3. Knee high boots. I wear these constantly in the fall and winter with tights and skirts/sweater dresses. They’re slightly more frivolous than the first two pairs, but still play an important role in my wardrobe.

4. Office heels. Professional-looking heels appropriate for both work and dressier (but not formal) occasions. I wear these with skirts, suits, pants, and day dresses.

5. Dressy heels. Fabric sling-backs suitable for cocktail and more formal dresses. I wear these to weddings, parties, formal dinners, and cultural events like the opera, symphony, etc. Although I wear these the least of all my shoes, I’m always glad I have them when I need them.

6. Hiking shoes. These are a new addition to my shoe wardrobe, purchased for rambles in the English countryside. Unfortunately, my walking shoes were not up to the task (and would have been quickly ruined by the rain and mud). While I was reluctant to acquire another pair of shoes, they’ve enabled me to explore the gorgeous UK countryside with my husband.

At this point, I have to come to terms with the fact that my lifestyle requires a certain variety of footwear. If I owned only ballet flats, I wouldn’t be able to go hiking, or walk long distances while traveling. If I owned only walking shoes, I wouldn’t be able to wear skirts or dresses. Furthermore, neither pair is appropriate for business suits or formal attire.
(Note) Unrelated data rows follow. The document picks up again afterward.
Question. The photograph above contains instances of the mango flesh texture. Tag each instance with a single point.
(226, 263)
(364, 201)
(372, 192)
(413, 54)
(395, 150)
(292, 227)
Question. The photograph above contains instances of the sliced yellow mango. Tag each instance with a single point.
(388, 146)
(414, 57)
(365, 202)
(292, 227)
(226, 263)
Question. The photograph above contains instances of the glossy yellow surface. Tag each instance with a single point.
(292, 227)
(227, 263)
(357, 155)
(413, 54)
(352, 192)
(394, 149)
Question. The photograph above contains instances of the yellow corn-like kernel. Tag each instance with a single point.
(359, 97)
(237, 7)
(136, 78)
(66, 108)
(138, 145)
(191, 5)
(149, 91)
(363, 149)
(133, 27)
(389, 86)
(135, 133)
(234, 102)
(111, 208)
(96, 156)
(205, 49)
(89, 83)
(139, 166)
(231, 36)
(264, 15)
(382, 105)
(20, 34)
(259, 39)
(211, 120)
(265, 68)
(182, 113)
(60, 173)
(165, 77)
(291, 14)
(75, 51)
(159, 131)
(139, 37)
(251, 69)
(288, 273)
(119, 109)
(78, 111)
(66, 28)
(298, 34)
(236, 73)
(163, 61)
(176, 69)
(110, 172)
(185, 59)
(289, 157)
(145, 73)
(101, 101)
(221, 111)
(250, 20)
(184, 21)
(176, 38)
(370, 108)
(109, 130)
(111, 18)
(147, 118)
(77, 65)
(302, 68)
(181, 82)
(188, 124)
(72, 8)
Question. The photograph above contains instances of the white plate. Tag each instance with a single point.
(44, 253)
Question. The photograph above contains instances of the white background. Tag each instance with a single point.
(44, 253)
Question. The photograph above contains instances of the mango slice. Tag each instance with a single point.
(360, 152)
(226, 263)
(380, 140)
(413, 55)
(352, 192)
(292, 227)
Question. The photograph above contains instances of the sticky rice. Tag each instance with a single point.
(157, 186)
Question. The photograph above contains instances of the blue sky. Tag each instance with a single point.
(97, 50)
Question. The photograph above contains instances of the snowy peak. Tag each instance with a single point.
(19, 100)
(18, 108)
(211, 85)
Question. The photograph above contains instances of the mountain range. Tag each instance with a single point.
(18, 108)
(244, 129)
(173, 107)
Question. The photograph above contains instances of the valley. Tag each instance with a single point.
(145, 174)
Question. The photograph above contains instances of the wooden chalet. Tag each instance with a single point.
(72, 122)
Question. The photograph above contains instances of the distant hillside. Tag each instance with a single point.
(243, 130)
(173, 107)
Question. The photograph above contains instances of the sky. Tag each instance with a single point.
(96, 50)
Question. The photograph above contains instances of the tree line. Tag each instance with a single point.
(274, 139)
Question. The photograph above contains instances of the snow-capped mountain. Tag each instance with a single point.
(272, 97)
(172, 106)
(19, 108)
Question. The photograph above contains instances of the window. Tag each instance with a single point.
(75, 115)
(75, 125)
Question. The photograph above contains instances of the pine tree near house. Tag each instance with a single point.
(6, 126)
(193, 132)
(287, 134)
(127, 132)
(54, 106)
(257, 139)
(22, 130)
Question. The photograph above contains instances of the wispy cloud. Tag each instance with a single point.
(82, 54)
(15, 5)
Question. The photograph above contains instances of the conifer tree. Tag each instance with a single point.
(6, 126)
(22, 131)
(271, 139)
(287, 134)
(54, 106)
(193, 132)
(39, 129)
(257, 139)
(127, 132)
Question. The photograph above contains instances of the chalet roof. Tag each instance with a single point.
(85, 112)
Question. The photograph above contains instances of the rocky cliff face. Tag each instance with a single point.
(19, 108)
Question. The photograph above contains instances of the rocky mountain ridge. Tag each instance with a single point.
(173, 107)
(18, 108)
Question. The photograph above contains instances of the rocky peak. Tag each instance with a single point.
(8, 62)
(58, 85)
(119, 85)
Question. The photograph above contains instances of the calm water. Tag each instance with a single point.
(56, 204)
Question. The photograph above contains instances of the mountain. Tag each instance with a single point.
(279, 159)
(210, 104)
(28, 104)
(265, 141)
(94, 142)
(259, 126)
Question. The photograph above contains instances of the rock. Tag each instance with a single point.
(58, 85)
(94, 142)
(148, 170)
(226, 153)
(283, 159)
If I was a hermit, I could certainly manage with a single pair of shoes. However, while I’m a big proponent of minimalism, I don’t believe it should detract from my experience of life. Therefore, I hope my little discourse on shoes (which may appear somewhat trivial at first glance) illuminates a more important point: that minimalist living is not so much about living with as little as possible—but rather, as little as possible to meet your needs.
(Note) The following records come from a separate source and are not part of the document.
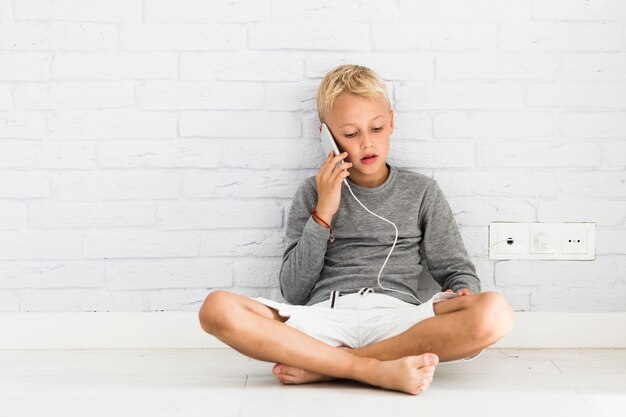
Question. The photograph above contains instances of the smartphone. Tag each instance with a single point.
(328, 142)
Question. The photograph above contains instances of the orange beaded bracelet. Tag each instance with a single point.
(332, 237)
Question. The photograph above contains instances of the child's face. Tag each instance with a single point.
(360, 127)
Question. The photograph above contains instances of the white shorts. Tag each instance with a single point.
(357, 319)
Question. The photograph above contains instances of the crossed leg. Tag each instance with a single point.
(258, 331)
(462, 327)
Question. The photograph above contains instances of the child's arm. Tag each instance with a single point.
(442, 244)
(303, 258)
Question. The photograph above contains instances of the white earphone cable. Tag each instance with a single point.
(394, 244)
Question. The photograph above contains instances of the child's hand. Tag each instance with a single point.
(329, 179)
(462, 292)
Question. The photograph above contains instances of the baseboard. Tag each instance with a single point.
(162, 330)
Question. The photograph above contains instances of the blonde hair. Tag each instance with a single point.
(350, 79)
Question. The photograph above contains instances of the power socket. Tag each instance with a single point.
(559, 241)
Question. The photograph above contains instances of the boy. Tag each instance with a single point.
(346, 317)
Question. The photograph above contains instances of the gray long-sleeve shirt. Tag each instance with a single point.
(313, 266)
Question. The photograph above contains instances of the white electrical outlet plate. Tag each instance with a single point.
(560, 241)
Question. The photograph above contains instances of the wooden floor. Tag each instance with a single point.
(222, 382)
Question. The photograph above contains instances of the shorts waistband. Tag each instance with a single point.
(335, 294)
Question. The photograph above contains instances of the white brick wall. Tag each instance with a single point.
(149, 150)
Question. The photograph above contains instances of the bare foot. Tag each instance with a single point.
(411, 374)
(292, 375)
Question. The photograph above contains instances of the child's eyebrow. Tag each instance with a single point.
(373, 118)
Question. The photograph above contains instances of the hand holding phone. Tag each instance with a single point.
(332, 172)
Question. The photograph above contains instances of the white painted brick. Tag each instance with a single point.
(159, 154)
(548, 154)
(593, 124)
(251, 124)
(6, 98)
(498, 183)
(611, 241)
(604, 212)
(47, 274)
(79, 10)
(114, 66)
(199, 10)
(244, 242)
(6, 11)
(175, 300)
(140, 244)
(90, 215)
(609, 95)
(239, 183)
(432, 154)
(459, 95)
(475, 240)
(46, 155)
(40, 245)
(9, 301)
(22, 125)
(168, 273)
(463, 10)
(24, 66)
(432, 36)
(115, 185)
(243, 65)
(560, 36)
(181, 37)
(518, 298)
(601, 272)
(164, 95)
(596, 67)
(485, 271)
(73, 95)
(12, 216)
(111, 124)
(332, 11)
(23, 184)
(389, 65)
(280, 154)
(481, 212)
(309, 35)
(509, 124)
(219, 214)
(490, 66)
(262, 272)
(412, 125)
(578, 299)
(291, 96)
(40, 36)
(593, 184)
(81, 300)
(579, 10)
(615, 153)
(Note: I also started a thread on this topic over at The Simple Living Network; please see the excellent discussion there if you want to read more about simplifying your shoes!)

The Minimalist Wardrobe: Choose a Base Color

Once upon a time, the clothes in my closet ran the gamut of colors—I had warm hues, cool hues, neutrals, pastels, jewel tones, etc. What’s more, I had a variety of accessories to “match” this rainbow of apparel.

No more. In my quest for a minimalist closet, I found the secret to a well-edited wardrobe: choosing a base color.

Ideally, your base color should be a neutral like black, brown, navy, or khaki. I chose black—mainly because it’s flattering on me, travels well, and hides stains (if I splash something on myself at lunch, I can still make it through the day without looking a mess!).

This strategy has transformed my look, my closet, and my shopping habits. For the most part, I stick to black for bottoms (like pants and skirts) and add color with tops. Almost anything goes with black, but my wardrobe consists mainly of grays, burgundies, purples, and blues. I also have gray pants, and a gray skirt, that I can wear with either black or colored tops.

Furthermore, I’ve been able to significantly pare down my accessories. I no longer have the need for footwear or handbags in varying shades of brown or navy. A black purse, or pair of shoes, goes with everything in my closet—which means I can get by (and still look put-together) with far fewer purses and pairs of shoes.

The surprising part: although my wardrobe is a fraction of the size it used to be, I never feel I have “nothing to wear.” In fact, I find that I look (and feel) more well-dressed than when I had two closets full of clothes. Building a wardrobe around a base color ensures that everything goes with everything else—even if I dressed in pitch darkness (or by pulling out pieces at random), I’d end up with a matching ensemble. It doesn’t get any better than that!